QMT News: February 2011
Record half year results for Renishaw

In an interim statement, Renishaw's chairman and chief executive, Sir David McMurtry, has reported record Group results in terms of both revenue and profit for the six months to 31st December 2010.
Total group revenue for the six months to 31st December 2010 was £129.3m, 75% ahead of the £73.9m for the corresponding period last year and, more significantly, 26% above the previous highest first half year revenue of £102.7m reported in 2009. All geographic areas saw good progress, with growth of 60% in Europe, 66% in the Americas and 103% in the Far East, in particular China which has become the Group's largest market.

Group profit before tax for the period was £35.5m, compared with £7.1m last year, and compared with £15.3m, being the previous highest first half year profit before tax, in 2006. Earnings per share were 39.0p, an increase of 400% over last year's earnings of 7.8p.

Segmental analysis
The performance of Renishaw's Metrology business exceeded company expectations in the first half year, with revenue of £120.4m, compared with £65.9m in the corresponding period last year, an increase of 83%.
Demand for all product lines grew compared with last year, with machine tool and encoder products showing particularly high increases.
Further to the announcement in July 2010 regarding a new investment in Measurement Devices Limited, the Group acquired, in December 2010, a further 10% of the share capital for an amount of £0.8m. In January 2011, the shareholding was increased by another 10%, at a cost of £0.8m, to a total of 49%.
Operating profit for this segment was £39.3m, compared with £9.0m last year.

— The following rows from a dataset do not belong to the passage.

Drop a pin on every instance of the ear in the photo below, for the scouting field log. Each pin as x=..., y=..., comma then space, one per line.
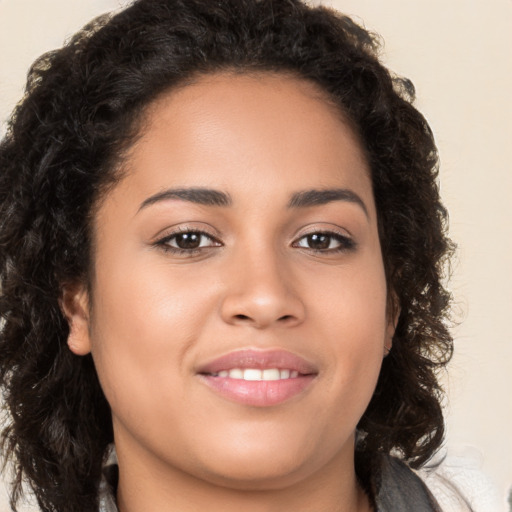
x=393, y=313
x=74, y=303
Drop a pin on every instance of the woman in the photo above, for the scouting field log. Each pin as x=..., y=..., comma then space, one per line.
x=222, y=248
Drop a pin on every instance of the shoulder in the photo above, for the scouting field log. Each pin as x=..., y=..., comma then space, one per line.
x=397, y=488
x=456, y=478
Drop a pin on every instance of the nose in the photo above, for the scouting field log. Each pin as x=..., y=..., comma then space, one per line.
x=260, y=293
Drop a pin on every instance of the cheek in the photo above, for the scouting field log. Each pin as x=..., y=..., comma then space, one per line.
x=144, y=323
x=352, y=318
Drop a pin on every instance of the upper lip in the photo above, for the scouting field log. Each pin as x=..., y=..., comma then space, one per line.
x=260, y=359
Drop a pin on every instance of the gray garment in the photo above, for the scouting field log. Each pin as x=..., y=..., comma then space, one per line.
x=395, y=488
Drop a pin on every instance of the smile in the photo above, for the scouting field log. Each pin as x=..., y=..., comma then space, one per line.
x=258, y=378
x=254, y=374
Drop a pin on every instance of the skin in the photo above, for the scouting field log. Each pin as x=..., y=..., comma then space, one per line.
x=155, y=316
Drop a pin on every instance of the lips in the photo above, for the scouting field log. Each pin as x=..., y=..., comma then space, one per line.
x=258, y=378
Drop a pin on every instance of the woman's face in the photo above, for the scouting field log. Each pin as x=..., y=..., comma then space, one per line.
x=238, y=318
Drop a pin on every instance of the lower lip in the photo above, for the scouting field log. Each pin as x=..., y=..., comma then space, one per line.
x=259, y=393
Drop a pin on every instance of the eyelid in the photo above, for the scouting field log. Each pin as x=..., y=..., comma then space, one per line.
x=163, y=238
x=347, y=241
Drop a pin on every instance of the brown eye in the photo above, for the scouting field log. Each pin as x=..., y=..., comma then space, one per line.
x=318, y=241
x=325, y=242
x=188, y=241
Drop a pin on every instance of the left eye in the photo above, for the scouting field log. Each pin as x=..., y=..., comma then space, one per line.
x=189, y=240
x=325, y=242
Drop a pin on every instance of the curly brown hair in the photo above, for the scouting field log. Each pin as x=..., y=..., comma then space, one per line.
x=82, y=109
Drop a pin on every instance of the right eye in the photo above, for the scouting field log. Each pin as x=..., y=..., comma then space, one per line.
x=188, y=242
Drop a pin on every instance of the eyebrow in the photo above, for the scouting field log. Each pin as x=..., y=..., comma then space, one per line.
x=308, y=198
x=203, y=196
x=212, y=197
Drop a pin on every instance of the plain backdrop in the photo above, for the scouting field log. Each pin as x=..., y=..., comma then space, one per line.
x=458, y=55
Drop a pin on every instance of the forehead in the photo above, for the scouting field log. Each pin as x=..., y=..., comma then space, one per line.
x=231, y=131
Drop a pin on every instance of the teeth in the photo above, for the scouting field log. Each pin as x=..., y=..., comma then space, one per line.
x=257, y=374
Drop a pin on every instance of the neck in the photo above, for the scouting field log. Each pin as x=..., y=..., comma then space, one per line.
x=149, y=484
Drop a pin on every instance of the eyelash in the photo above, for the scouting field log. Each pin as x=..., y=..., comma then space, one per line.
x=346, y=243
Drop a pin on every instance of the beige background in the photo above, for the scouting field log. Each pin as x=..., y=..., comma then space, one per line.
x=458, y=54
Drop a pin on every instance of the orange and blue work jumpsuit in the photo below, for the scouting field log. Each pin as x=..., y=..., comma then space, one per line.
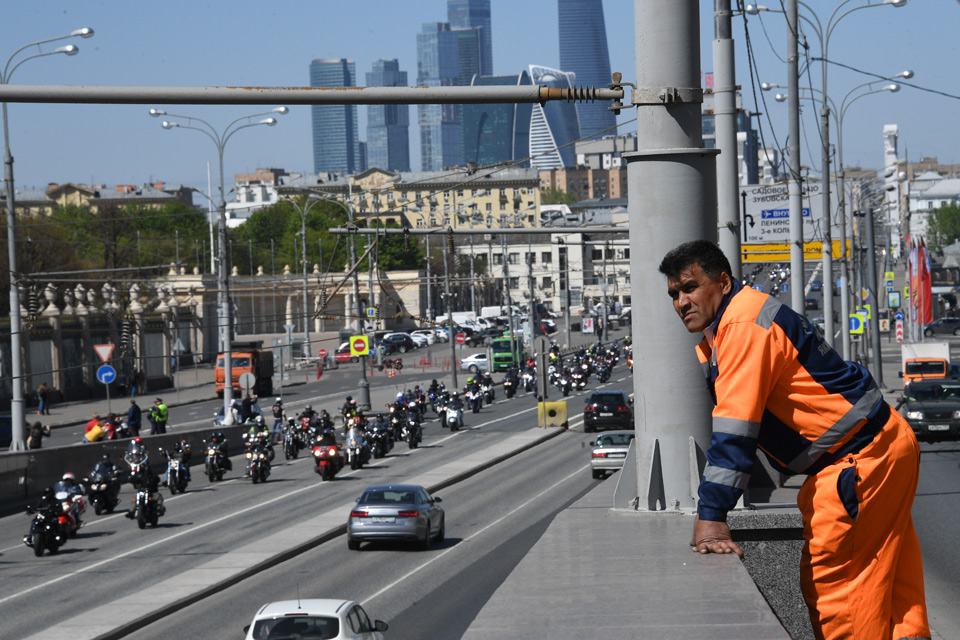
x=778, y=386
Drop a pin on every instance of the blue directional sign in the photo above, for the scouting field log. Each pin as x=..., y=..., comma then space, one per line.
x=106, y=374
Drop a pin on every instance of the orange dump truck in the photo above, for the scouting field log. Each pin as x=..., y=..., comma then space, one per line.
x=247, y=357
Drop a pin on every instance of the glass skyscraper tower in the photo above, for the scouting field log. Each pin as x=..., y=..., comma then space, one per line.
x=472, y=14
x=388, y=142
x=336, y=145
x=583, y=51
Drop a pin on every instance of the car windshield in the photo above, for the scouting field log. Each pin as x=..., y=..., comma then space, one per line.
x=299, y=626
x=388, y=496
x=934, y=392
x=615, y=439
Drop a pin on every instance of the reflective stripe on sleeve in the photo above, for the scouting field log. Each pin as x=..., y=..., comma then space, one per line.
x=834, y=434
x=735, y=427
x=726, y=477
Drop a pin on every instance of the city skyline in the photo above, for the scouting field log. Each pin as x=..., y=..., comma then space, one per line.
x=119, y=144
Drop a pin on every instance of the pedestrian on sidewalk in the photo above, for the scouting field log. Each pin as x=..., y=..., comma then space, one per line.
x=158, y=417
x=778, y=386
x=37, y=433
x=43, y=396
x=134, y=418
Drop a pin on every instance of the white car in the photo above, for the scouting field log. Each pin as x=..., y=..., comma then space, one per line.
x=314, y=618
x=473, y=364
x=429, y=334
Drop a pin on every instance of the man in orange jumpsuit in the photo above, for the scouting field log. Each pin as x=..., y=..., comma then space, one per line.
x=779, y=387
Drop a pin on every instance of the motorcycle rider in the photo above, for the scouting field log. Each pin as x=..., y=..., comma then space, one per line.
x=278, y=415
x=47, y=501
x=69, y=484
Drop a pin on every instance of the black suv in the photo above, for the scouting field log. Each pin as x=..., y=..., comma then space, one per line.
x=608, y=410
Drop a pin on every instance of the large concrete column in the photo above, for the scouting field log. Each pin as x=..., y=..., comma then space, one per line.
x=672, y=186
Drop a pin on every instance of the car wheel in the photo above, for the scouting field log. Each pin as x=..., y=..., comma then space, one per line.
x=425, y=543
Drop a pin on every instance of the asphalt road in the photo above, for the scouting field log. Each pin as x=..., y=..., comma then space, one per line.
x=112, y=556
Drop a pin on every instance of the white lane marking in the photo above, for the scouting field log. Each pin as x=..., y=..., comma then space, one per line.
x=477, y=533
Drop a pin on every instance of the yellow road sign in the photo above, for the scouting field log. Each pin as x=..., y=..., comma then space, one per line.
x=780, y=251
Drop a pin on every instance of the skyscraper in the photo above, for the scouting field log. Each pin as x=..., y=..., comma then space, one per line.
x=495, y=133
x=583, y=51
x=554, y=126
x=438, y=66
x=335, y=140
x=470, y=14
x=388, y=142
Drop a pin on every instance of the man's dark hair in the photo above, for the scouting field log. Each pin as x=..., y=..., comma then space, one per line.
x=703, y=252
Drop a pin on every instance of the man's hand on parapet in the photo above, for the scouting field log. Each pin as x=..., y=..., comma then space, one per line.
x=713, y=537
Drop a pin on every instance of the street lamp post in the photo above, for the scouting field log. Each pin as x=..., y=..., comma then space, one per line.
x=223, y=278
x=17, y=412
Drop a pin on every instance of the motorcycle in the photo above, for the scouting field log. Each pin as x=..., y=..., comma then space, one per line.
x=103, y=492
x=177, y=475
x=357, y=452
x=215, y=463
x=381, y=441
x=329, y=460
x=259, y=460
x=474, y=400
x=146, y=509
x=47, y=533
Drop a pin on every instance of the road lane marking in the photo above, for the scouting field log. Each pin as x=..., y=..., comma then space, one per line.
x=475, y=534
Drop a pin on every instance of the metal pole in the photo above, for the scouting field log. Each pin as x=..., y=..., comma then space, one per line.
x=17, y=412
x=877, y=360
x=725, y=117
x=794, y=186
x=671, y=438
x=454, y=365
x=306, y=299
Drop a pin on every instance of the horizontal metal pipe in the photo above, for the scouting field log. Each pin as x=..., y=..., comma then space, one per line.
x=93, y=94
x=439, y=231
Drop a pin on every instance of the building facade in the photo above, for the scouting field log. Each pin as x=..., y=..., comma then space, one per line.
x=388, y=140
x=584, y=53
x=336, y=143
x=554, y=126
x=494, y=133
x=438, y=66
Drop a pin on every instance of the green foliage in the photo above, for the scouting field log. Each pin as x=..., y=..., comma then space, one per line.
x=943, y=226
x=553, y=195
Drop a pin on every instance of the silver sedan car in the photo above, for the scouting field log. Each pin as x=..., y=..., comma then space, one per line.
x=609, y=451
x=396, y=512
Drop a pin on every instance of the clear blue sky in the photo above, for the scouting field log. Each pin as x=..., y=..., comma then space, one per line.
x=238, y=42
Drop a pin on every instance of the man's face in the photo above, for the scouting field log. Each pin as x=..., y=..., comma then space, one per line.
x=696, y=297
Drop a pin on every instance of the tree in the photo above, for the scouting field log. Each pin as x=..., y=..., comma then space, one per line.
x=552, y=195
x=943, y=226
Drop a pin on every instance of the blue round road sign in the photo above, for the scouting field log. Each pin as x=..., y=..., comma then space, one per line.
x=106, y=374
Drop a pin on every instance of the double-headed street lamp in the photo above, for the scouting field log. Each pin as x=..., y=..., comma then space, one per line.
x=17, y=412
x=223, y=278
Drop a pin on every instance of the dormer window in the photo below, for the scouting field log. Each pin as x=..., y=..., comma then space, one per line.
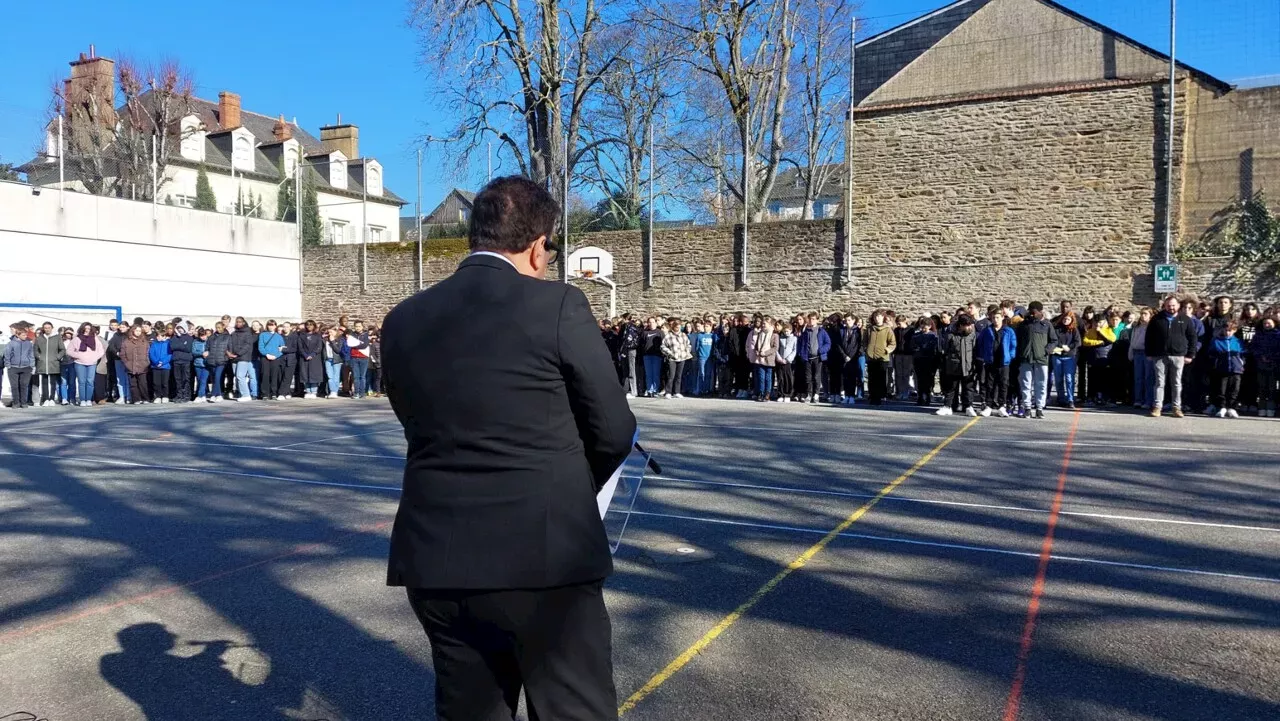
x=338, y=170
x=292, y=154
x=242, y=150
x=192, y=144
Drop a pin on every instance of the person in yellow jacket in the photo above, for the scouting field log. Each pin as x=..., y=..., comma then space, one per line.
x=880, y=352
x=1098, y=337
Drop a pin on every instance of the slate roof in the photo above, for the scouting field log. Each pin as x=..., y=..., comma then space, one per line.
x=790, y=186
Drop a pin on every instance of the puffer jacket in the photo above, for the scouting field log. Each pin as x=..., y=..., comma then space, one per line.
x=675, y=346
x=136, y=355
x=216, y=347
x=86, y=356
x=958, y=355
x=50, y=352
x=762, y=347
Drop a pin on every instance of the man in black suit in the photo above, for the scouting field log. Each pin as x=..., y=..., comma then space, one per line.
x=515, y=419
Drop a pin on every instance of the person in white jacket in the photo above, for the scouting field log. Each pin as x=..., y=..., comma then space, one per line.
x=784, y=365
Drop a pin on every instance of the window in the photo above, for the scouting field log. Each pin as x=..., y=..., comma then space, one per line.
x=338, y=170
x=242, y=153
x=192, y=144
x=337, y=232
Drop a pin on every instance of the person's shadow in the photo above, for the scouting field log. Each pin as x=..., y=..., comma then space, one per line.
x=181, y=688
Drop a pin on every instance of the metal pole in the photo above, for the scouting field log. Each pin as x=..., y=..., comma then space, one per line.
x=849, y=151
x=565, y=210
x=1169, y=141
x=652, y=174
x=746, y=201
x=62, y=174
x=155, y=182
x=364, y=234
x=417, y=214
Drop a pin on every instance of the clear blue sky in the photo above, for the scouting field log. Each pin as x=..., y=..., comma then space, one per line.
x=316, y=58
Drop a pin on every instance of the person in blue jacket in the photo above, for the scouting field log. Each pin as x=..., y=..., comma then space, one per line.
x=996, y=347
x=703, y=343
x=270, y=348
x=812, y=348
x=161, y=364
x=1226, y=365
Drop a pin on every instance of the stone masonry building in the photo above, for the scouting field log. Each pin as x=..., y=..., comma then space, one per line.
x=1002, y=149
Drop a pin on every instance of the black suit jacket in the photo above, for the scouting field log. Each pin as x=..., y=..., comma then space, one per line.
x=515, y=418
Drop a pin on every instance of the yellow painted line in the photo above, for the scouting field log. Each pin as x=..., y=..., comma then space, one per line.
x=799, y=562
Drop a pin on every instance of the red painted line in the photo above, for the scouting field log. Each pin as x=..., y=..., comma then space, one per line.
x=170, y=589
x=1015, y=693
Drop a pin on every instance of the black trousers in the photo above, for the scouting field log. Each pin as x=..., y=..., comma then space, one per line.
x=269, y=382
x=996, y=386
x=786, y=379
x=877, y=380
x=488, y=644
x=1226, y=389
x=19, y=382
x=675, y=375
x=289, y=373
x=160, y=382
x=182, y=382
x=140, y=392
x=964, y=387
x=926, y=370
x=836, y=375
x=812, y=377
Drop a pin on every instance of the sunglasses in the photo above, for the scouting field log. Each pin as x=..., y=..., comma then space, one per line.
x=553, y=250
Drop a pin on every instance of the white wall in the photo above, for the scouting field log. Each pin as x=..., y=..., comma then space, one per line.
x=155, y=261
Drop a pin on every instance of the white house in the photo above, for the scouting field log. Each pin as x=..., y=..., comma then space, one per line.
x=247, y=155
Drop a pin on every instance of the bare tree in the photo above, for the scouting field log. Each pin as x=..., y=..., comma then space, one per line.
x=822, y=35
x=745, y=48
x=110, y=149
x=631, y=99
x=521, y=74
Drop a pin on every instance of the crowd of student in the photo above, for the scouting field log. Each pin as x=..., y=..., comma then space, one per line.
x=1005, y=361
x=177, y=361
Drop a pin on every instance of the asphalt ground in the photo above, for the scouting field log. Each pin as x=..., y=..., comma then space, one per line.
x=791, y=562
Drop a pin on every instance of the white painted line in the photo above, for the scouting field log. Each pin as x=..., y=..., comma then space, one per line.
x=214, y=471
x=964, y=547
x=336, y=438
x=1004, y=441
x=960, y=503
x=181, y=442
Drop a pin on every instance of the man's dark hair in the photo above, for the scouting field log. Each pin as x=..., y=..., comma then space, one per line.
x=510, y=214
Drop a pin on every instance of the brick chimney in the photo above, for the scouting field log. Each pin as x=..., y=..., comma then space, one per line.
x=92, y=77
x=282, y=131
x=228, y=110
x=344, y=137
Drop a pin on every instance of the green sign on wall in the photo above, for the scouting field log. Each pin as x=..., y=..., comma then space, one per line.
x=1166, y=278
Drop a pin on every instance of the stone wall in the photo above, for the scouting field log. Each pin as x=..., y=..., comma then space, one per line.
x=1042, y=197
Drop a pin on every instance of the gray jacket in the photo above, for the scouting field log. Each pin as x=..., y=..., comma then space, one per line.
x=19, y=354
x=50, y=352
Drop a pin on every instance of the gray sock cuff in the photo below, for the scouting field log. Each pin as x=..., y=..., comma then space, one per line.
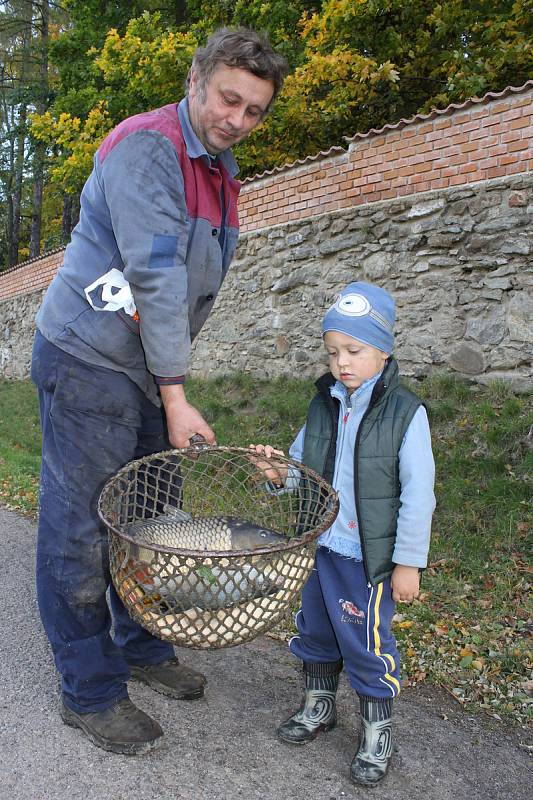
x=323, y=670
x=375, y=709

Renishaw's Healthcare operations continue to develop in its newer dental, neuro and diagnostic activities and also in the longer established spectroscopy business.
Revenue from Healthcare products rose 11% to £8.9m (December 2009 8.0m) but, given the significant set-up costs and continuing research and development costs, an operating loss of £4.2m was made (December 2009 loss £2.1m).
Renishaw continue to work with Biomet, with a facility for the production of dental crowns and bridge structures established in Palm Beach Gardens for the North America market, complementing the already established unit in the company's Stonehouse facility, servicing the European market.
During the period, the Group made its first sale of the enhanced Renishaw Mayfield surgical robot to Frenchay Hospital in the UK.

Balance sheet
Capital expenditure of £7.5m was incurred during the six months to 31st December 2010, to accommodate continued expansion of production, sales and research facilities.
The expansion and fit-out of Renishaw's Pune facility in India has now been completed and the expanded facilities will be officially opened in February 2011.
Refurbishment of Renishaw's Charfield premises, close to its New Mills site, is scheduled for completion at the end of March 2011 and will house Healthcare operations currently located at New Mills.
At the end of December 2010 inventories were £40.0m compared with £30.9m at 30th June 2010.
The Group continues to have a strong balance sheet, with net cash balances of £28.9m, compared with £31.1m at 30th June 2010.

The Group workforce has grown from 2,099 to 2,280 at the end of December 2010, Renishaw report that there are currently 248 outstanding vacancies, of which 161 are in the UK and 87 overseas. (see Renishaw recruitment advertisement on QMT websit: http://www.qualitymanufacturingtoday.com/display_list.cfm?edtyp=J)

The Group started the second half of this financial year with an increased order book (£28.4m compared to £23.3m at 30th June 2010), continuing strong worldwide demand for its expanding product range and a healthy balance sheet. Sir David McMurtry said, "There are, of course, potential uncertainties and challenges, but your directors view the future with great confidence."

Sir David McMurtry, stated " In line with our progressive dividend policy, an interim dividend of 10.3 pence per share will be paid on 11th April 2011, to shareholders on the register on 11th March 2011. This represents an increase of 33% over the 7.76p paid for 2008 and 2009, being the previous highest interim dividend payment."